That's what I feel like. I feel like I'm always mopey and sad and upset and pitiful, and I hate it. And yet, the trend continues. Remember the stress I had over that day I was late to work because of my car? I thought maybe the brief conversation I'd had with my manager would be the end of it. Nope - I have an official attendance/performance review with him this afternoon at 1:00. This SUCKS. I hate feeling inadequate and incompetent at the place where I spend most of my waking hours (to the exclusion of time with my family). I've never had problems like this at any other job I've had. So is the problem suddenly with me or is it with this job? I don't know. All I know is, I'm tired of crap happening to me. Can I have one month, one week, that's crap-free? Is that too much to ask?

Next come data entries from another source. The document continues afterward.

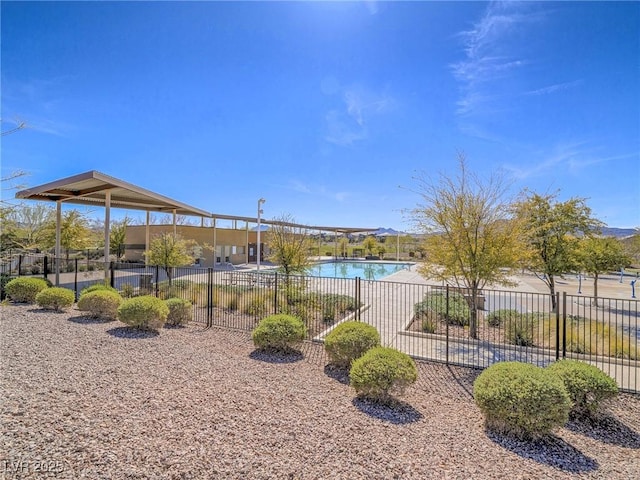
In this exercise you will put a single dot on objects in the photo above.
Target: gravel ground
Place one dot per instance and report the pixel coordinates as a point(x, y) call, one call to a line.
point(86, 399)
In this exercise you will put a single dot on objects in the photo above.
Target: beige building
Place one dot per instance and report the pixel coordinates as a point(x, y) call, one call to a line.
point(231, 245)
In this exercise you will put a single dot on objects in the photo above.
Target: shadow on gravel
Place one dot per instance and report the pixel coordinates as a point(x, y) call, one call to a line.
point(133, 333)
point(464, 377)
point(398, 412)
point(87, 320)
point(44, 310)
point(551, 450)
point(175, 327)
point(276, 356)
point(340, 374)
point(606, 429)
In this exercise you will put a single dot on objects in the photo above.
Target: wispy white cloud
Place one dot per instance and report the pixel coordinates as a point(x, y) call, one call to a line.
point(40, 103)
point(317, 190)
point(489, 56)
point(555, 88)
point(571, 158)
point(349, 123)
point(298, 186)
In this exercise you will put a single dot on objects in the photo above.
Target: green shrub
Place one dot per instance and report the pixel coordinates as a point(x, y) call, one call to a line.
point(350, 340)
point(55, 298)
point(521, 400)
point(587, 385)
point(127, 290)
point(279, 332)
point(100, 304)
point(502, 317)
point(381, 372)
point(457, 313)
point(25, 289)
point(520, 330)
point(145, 312)
point(96, 287)
point(180, 311)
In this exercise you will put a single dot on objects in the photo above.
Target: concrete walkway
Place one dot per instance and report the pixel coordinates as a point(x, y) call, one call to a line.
point(390, 305)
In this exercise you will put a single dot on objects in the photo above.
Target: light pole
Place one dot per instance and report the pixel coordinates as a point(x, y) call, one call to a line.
point(260, 212)
point(580, 282)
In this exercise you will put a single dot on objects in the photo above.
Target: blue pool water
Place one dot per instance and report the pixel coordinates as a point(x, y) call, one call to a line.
point(365, 270)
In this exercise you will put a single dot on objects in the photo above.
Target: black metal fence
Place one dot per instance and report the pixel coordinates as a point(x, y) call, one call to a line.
point(430, 322)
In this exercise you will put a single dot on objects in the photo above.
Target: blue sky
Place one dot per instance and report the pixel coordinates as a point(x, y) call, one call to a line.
point(328, 110)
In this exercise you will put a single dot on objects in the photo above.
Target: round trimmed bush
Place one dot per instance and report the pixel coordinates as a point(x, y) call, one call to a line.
point(97, 287)
point(279, 332)
point(350, 340)
point(25, 289)
point(521, 400)
point(180, 311)
point(145, 312)
point(381, 372)
point(56, 298)
point(587, 385)
point(100, 304)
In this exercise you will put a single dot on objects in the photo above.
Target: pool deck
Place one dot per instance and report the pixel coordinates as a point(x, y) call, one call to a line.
point(390, 310)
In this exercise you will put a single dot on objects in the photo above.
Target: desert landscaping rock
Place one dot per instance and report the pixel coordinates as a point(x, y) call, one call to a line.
point(96, 400)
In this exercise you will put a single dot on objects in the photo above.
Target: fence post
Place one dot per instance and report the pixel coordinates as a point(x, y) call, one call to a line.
point(157, 281)
point(209, 297)
point(557, 333)
point(357, 295)
point(564, 321)
point(446, 337)
point(75, 279)
point(275, 293)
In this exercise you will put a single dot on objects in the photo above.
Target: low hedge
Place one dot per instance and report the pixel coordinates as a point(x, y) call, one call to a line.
point(100, 304)
point(350, 340)
point(382, 372)
point(279, 332)
point(521, 400)
point(56, 298)
point(145, 312)
point(25, 289)
point(97, 287)
point(588, 386)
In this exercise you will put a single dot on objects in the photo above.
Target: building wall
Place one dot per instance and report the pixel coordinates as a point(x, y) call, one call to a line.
point(232, 245)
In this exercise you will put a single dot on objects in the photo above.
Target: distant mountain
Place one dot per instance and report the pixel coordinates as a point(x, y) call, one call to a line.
point(381, 232)
point(618, 232)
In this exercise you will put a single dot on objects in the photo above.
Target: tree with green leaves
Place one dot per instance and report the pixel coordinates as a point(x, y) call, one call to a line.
point(471, 240)
point(343, 245)
point(289, 246)
point(631, 247)
point(23, 226)
point(117, 236)
point(75, 233)
point(598, 255)
point(370, 244)
point(168, 250)
point(551, 230)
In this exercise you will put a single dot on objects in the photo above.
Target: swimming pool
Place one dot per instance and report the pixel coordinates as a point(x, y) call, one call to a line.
point(366, 270)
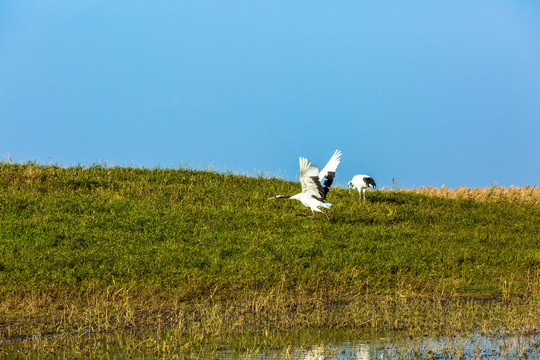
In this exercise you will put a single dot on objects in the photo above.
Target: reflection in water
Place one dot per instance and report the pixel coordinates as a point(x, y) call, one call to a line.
point(298, 346)
point(478, 346)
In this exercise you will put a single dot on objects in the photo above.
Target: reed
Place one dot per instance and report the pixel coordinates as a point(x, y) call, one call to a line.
point(512, 194)
point(203, 257)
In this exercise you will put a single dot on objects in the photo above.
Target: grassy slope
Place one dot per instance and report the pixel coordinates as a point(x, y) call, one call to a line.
point(196, 233)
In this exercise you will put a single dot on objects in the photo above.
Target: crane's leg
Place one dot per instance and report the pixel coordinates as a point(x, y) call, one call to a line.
point(325, 215)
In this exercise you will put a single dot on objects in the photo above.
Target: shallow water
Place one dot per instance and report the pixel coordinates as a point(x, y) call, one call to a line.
point(305, 346)
point(476, 346)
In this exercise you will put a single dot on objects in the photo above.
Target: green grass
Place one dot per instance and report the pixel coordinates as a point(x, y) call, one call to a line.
point(199, 233)
point(105, 247)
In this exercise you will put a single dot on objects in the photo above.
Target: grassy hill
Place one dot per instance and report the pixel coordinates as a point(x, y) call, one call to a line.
point(194, 235)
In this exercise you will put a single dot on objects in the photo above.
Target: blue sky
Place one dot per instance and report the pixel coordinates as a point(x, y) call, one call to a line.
point(426, 92)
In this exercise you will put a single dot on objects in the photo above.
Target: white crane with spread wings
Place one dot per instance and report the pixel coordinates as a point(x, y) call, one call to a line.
point(315, 184)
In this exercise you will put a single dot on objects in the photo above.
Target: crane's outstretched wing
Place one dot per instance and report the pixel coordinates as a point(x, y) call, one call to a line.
point(369, 181)
point(309, 178)
point(327, 174)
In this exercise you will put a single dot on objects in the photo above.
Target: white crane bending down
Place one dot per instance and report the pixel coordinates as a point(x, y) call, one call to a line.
point(361, 183)
point(315, 184)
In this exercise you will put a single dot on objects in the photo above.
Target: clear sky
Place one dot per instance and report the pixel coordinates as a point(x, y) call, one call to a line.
point(426, 92)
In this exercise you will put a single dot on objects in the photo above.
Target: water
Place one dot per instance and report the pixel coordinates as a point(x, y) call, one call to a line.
point(301, 346)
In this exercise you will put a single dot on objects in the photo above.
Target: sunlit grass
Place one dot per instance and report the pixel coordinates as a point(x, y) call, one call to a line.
point(202, 255)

And my stinkin' bank account was overdrawn AGAIN. I'm also sick of not making enough to be able to take care of my business. My shower desperately needs to be fixed - the leak is hot water, which means it's running up my electric bill and my water bill. But what, I'm going to roll pennies to pay a plumber? I'd try to do it myself, but I'd be afraid I'd screw it up more and make it even more expensive to fix. I need new curtains or shutters or something for the front rooms in the house. I have outside light fixtures that need to be repaired. I have so many things that need attention, it just makes my head hurt. But I don't even make enough to pay my bills and buy the things J and I need, much less do I make enough to have any repairs done that aren't essential. This sucks. This job that pays me not enough is making me feel inadequate and incompetent and stupid, and is also giving me major financial stress - hmm, perhaps this is telling me something.
I'd better work. I have my meeting at 1:00. I feel like throwing up.